Strangely, a hearing on the matter at the Ministry of Environment and Forests (MOEF) in New Delhi on Thursday, was almost unattended by the media. The ministry has asked Lavasa Corporation to produce relevant documents and a detailed environment impact assessment report, which will be submitted to the Bombay High Court on 16th December.
Social activist Medha Patkar attended the hearing on behalf of the National Alliance of People's Movement (NAPM). But Ms Patkar did not want to speculate on the outcome of the hearing, which would be known only after the return of union environment minister Jairam Ramesh from Cancun. "If he sticks to the law, the construction has to be stopped. No such project can be undertaken without obtaining an environmental clearance from the Ministry of Environment and Forests," Ms Patkar told Moneylife over the telephone.
The main feature at the hearing last week, was a presentation by Lavasa Corporation, describing its plans to enrich the environment at the site of the township project. The measures range from water treatment to seeding and greening. However, details that the ministry sought with regard to the environmental clearance required for the Rs6,000 crore project was not furnished.
The show-cause notice issued by the ministry on 20th November said Lavasa Corporation had started construction on 1,600 acres, when it had a clearance to build on only 1,500 acres.
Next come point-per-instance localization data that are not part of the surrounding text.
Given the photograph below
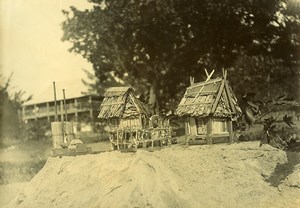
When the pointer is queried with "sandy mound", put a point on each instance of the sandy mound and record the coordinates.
(197, 176)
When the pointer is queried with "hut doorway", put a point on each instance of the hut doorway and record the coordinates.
(201, 126)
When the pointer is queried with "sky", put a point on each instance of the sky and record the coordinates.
(31, 46)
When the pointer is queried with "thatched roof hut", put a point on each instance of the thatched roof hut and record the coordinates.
(209, 108)
(213, 97)
(121, 108)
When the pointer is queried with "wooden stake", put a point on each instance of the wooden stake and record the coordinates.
(65, 106)
(55, 104)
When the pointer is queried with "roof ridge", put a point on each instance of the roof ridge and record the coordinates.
(198, 84)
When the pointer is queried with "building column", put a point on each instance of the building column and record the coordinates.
(48, 112)
(230, 129)
(76, 113)
(35, 109)
(23, 113)
(61, 110)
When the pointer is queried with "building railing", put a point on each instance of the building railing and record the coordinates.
(44, 111)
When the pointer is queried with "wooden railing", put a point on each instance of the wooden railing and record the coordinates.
(40, 112)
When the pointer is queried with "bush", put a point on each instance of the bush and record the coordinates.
(18, 172)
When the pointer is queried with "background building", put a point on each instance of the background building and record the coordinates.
(82, 107)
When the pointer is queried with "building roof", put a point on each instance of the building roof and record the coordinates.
(212, 97)
(120, 102)
(73, 89)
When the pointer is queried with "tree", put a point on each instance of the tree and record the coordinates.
(156, 45)
(9, 106)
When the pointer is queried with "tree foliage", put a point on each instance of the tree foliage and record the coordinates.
(9, 106)
(156, 45)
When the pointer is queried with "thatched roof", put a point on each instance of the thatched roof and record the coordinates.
(120, 102)
(212, 97)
Ms Patkar said that the massive project has impacted the ecological system in the area, including a river and the forest, and that it had impacted the livelihood of people in the area.
In the words of additional solicitor general representing the MOEF, M Khambata, "They brazenly went on with the construction, though admittedly they had no environmental clearance. The burden to prove that the project was not harming the environment is on Lavasa."
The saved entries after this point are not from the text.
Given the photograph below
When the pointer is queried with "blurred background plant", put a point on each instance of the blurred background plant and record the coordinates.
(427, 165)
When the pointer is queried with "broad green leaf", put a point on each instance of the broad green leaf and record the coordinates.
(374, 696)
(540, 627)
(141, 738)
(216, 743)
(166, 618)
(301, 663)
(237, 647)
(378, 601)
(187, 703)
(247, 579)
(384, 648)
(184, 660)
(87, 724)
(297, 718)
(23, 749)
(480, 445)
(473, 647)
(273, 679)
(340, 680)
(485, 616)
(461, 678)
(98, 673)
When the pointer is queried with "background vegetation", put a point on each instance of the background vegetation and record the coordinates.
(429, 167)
Following the show-cause notice, the company accused the environment minister of malafide intent, of coming under the influence of activists, and in a 1000-page letter it petitioned the Bombay High Court to stay the stop-work notice by the environment ministry. However, it is said that the letter did not answer the questions that have been raised by the environment ministry.
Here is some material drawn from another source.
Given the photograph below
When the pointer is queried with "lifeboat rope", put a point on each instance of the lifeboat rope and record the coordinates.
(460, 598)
Lavasa reportedly obtained a clearance from the state government in 2002. But under the law, it is the Centre that is supposed to issue the clearance. A certificate was obtained from the Pollution Control Board also, after construction had already started. In 2005, the environment ministry apparently took note of the matter and through the state government sent Lavasa a notice. Somehow, there wasn't any progress in the matter for nearly three years, till some activists raised the issue again.
In its petition before the court, Lavasa Corporation gave quite an astounding reason for skipping the environmental clearance. According to the company, the plan did not require clearance since it was a tourism project and is situated within 1,000 metres above sea level. Besides, about Rs6,000 crore was already invested in the project. The company's reply to the ministry's notice can be read on the company website.
The Forest (Conservation) Act (1980, amended in 1988), is clear that no project which entails diversion of forest land for non-forest purposes, can be undertaken without clearance from the MOEF. The project also violates the Environment Protection Act (1986), Ms Patkar said.
Now, as the activists and the affected people await a decision, Mr Cameron has been talking about how he helped stop projects in the Amazon forest and back home in Canada that threatened to displace indigenous tribes, and how he plans to make a documentary on this. Lavasa is a similar case that he might consider making a documentary on.